El gran aldabonazo de la tarde lo dio Encabo con el primero de su lote, en una faena muy emotiva de principio a fin, a la que nada le faltó. Encabo fue todo un arrebato de torería. Los lances a la verónica, un primer quite por delantales y otro más de chicuelinas, estas últimas en respuesta de pique a la intervención de Ferrera en su turno por verónicas. En el tercio de banderillas alternaron los tres espadas con variedad y precisión (era cartel de especialistas en el segundo tercio). Y con la muleta fue el acabóse. Una vibrante apertura de faena por bajo llevando muy toreado al victorino y en las siguientes series, fundamentalmente por el lado derecho, la emoción incontenible del toro comiéndose materialmente el trapo, que Encabo llevaba una y otra vez por abajo, aguantando la feroz embestida con mucha suficiencia. Pases seguidos en series de hasta cinco y seis, y algo muy sorprendente, con relajo también por parte del torero. Hervía la plaza en una especie de increscendo no va más, pues todavía cada tanda superaba la anterior. Gran toro, gran torero. Pero faltó una rúbrica más en consonancia con aquello. El metisaca que se cruzó antes de la estocada dejó la cosa en una sola oreja.
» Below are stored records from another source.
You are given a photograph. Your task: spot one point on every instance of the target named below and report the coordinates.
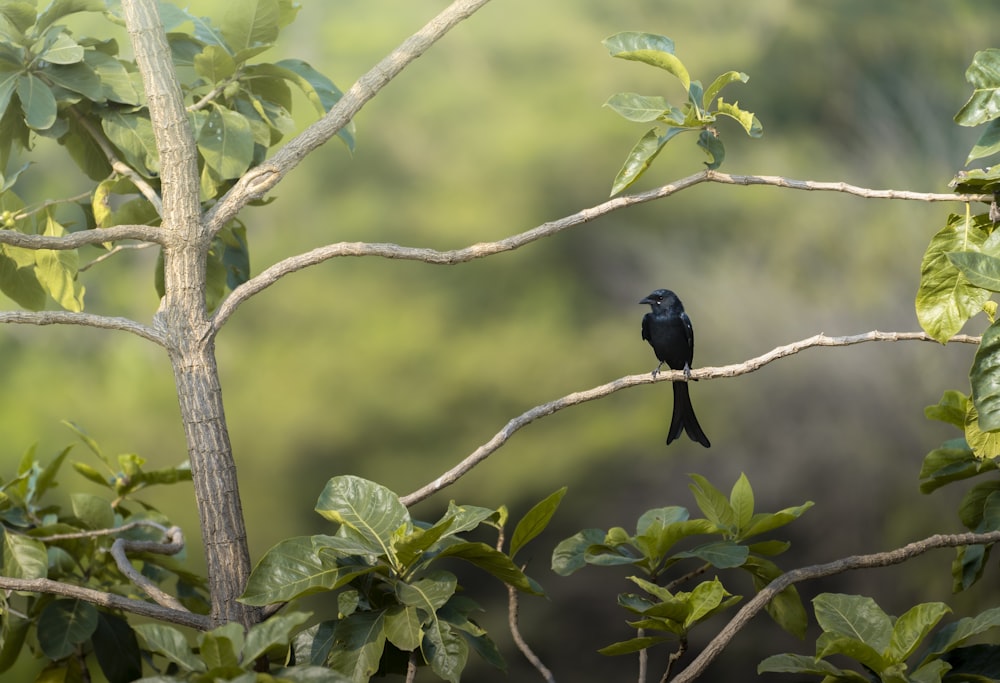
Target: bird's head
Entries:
(660, 297)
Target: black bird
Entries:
(668, 330)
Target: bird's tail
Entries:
(683, 418)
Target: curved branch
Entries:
(82, 238)
(526, 418)
(759, 601)
(85, 319)
(144, 609)
(479, 250)
(258, 181)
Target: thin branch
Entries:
(526, 418)
(173, 545)
(258, 181)
(85, 319)
(139, 607)
(82, 238)
(883, 559)
(449, 257)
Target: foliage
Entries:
(81, 93)
(392, 596)
(652, 550)
(699, 113)
(856, 627)
(43, 541)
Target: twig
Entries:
(526, 418)
(883, 559)
(139, 607)
(173, 545)
(85, 319)
(482, 249)
(258, 181)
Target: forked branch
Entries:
(526, 418)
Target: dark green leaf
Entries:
(117, 649)
(64, 624)
(570, 554)
(984, 75)
(535, 521)
(985, 378)
(945, 298)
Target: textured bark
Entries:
(183, 322)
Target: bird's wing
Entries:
(689, 331)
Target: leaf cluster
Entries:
(699, 113)
(40, 540)
(732, 522)
(392, 596)
(884, 647)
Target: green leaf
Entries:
(494, 562)
(722, 554)
(371, 511)
(713, 503)
(911, 628)
(535, 521)
(37, 102)
(171, 644)
(402, 627)
(627, 647)
(801, 664)
(430, 592)
(648, 48)
(945, 298)
(64, 624)
(952, 409)
(359, 641)
(445, 651)
(984, 75)
(23, 557)
(853, 616)
(985, 378)
(250, 24)
(641, 156)
(296, 567)
(226, 143)
(116, 648)
(642, 108)
(278, 630)
(742, 502)
(570, 554)
(980, 269)
(719, 83)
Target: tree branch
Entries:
(258, 181)
(292, 264)
(144, 609)
(759, 601)
(85, 319)
(526, 418)
(82, 238)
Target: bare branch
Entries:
(526, 418)
(85, 319)
(482, 249)
(82, 238)
(258, 181)
(144, 609)
(759, 601)
(173, 545)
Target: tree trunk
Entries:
(184, 321)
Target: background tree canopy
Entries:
(390, 370)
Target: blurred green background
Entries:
(397, 370)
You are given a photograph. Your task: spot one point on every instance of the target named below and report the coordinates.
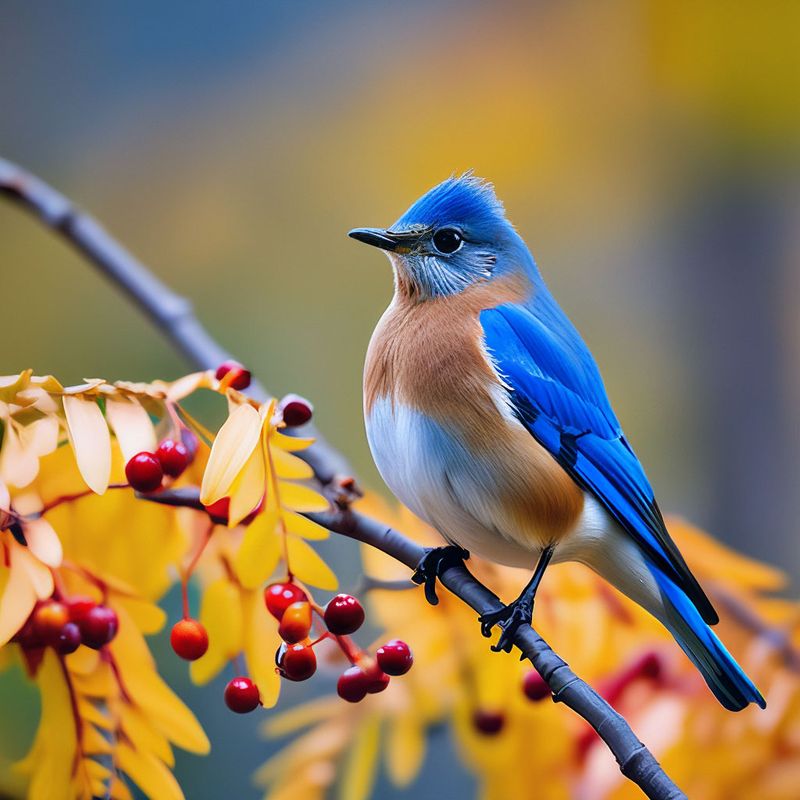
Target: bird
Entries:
(487, 416)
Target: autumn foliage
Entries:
(85, 559)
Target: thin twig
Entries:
(174, 316)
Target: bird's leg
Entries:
(433, 565)
(520, 612)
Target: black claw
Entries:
(433, 565)
(509, 618)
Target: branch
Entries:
(174, 316)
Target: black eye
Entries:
(447, 240)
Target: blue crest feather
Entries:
(460, 200)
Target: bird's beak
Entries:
(377, 237)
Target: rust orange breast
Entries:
(429, 356)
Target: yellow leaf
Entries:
(17, 594)
(43, 542)
(290, 443)
(131, 425)
(260, 550)
(91, 713)
(143, 736)
(90, 440)
(221, 614)
(248, 488)
(261, 640)
(18, 465)
(149, 774)
(51, 758)
(101, 683)
(39, 575)
(306, 564)
(289, 466)
(229, 453)
(301, 498)
(83, 661)
(358, 776)
(97, 770)
(303, 526)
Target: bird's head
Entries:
(454, 236)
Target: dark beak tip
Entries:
(374, 236)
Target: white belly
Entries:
(435, 476)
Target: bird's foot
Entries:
(433, 565)
(509, 618)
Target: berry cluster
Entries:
(296, 660)
(145, 471)
(66, 625)
(343, 615)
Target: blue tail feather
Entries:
(724, 676)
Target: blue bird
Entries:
(487, 416)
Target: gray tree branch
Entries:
(174, 316)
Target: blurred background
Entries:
(647, 151)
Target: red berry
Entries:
(279, 596)
(173, 456)
(79, 606)
(144, 472)
(68, 640)
(535, 687)
(395, 658)
(344, 614)
(489, 723)
(239, 377)
(296, 410)
(49, 620)
(242, 695)
(295, 622)
(189, 639)
(352, 685)
(298, 662)
(221, 509)
(99, 627)
(377, 679)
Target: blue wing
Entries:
(558, 394)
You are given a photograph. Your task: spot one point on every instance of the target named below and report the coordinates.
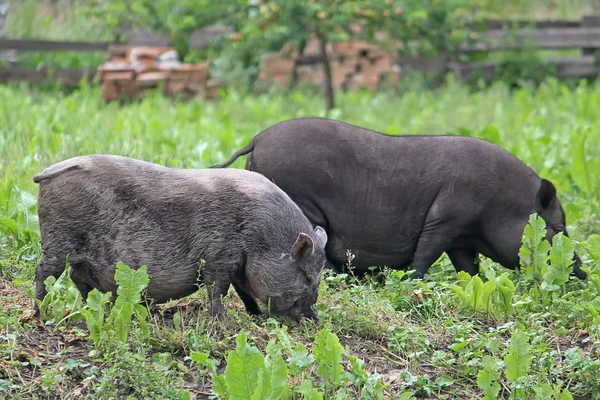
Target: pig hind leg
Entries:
(434, 240)
(464, 259)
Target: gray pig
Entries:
(402, 200)
(101, 209)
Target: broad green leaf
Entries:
(506, 291)
(94, 313)
(543, 392)
(566, 395)
(474, 291)
(308, 391)
(204, 359)
(243, 365)
(487, 379)
(219, 386)
(534, 250)
(592, 246)
(328, 354)
(462, 296)
(579, 166)
(518, 360)
(277, 370)
(444, 381)
(131, 283)
(9, 227)
(486, 296)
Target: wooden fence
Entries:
(70, 76)
(501, 35)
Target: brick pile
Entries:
(131, 70)
(354, 64)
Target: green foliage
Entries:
(251, 375)
(94, 314)
(62, 300)
(561, 260)
(488, 377)
(131, 284)
(534, 251)
(493, 297)
(176, 19)
(415, 333)
(328, 354)
(518, 360)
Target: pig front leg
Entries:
(247, 299)
(434, 240)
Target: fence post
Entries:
(589, 21)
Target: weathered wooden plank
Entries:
(590, 21)
(51, 45)
(568, 67)
(200, 37)
(145, 37)
(70, 77)
(548, 38)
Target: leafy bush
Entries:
(251, 375)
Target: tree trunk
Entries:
(327, 83)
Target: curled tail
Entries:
(237, 154)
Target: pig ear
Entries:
(303, 244)
(545, 195)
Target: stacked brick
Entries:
(354, 64)
(130, 71)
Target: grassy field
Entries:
(437, 338)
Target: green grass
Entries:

El quinto fue toro cambiante, también con mucha codicia pero sin la embestida tan clara. Encabo lo toreó por el lado derecho otra vez vaciándose en la entrega, sin amilanarse en algún extraño y resolviendo con la misma arrogancia que en el anterior.

Ferrera firmó también pasajes muy emotivos en la tarde. Tuvo mucho mérito su primera faena, con el corazón en un puño, en la que a ratos se relajó, con mucho reposo, pero también y sobre todo se notó la vibración de la entrega. El fallo a espadas le privó de otro trofeo seguro.

Y ya en el sexto libró otra emocionante pelea. Un toro tobillero, que pegaba tarascadas y rebañaba por los dos pitones. Ferrera, muy de verdad, atacó hasta hacerse con la situación. Aunque otra vez la espada dejó la cosa en simple ovación.

Esplá anduvo a la defensiva con el incierto primero y sin agobios, solo aparente en el cuarto.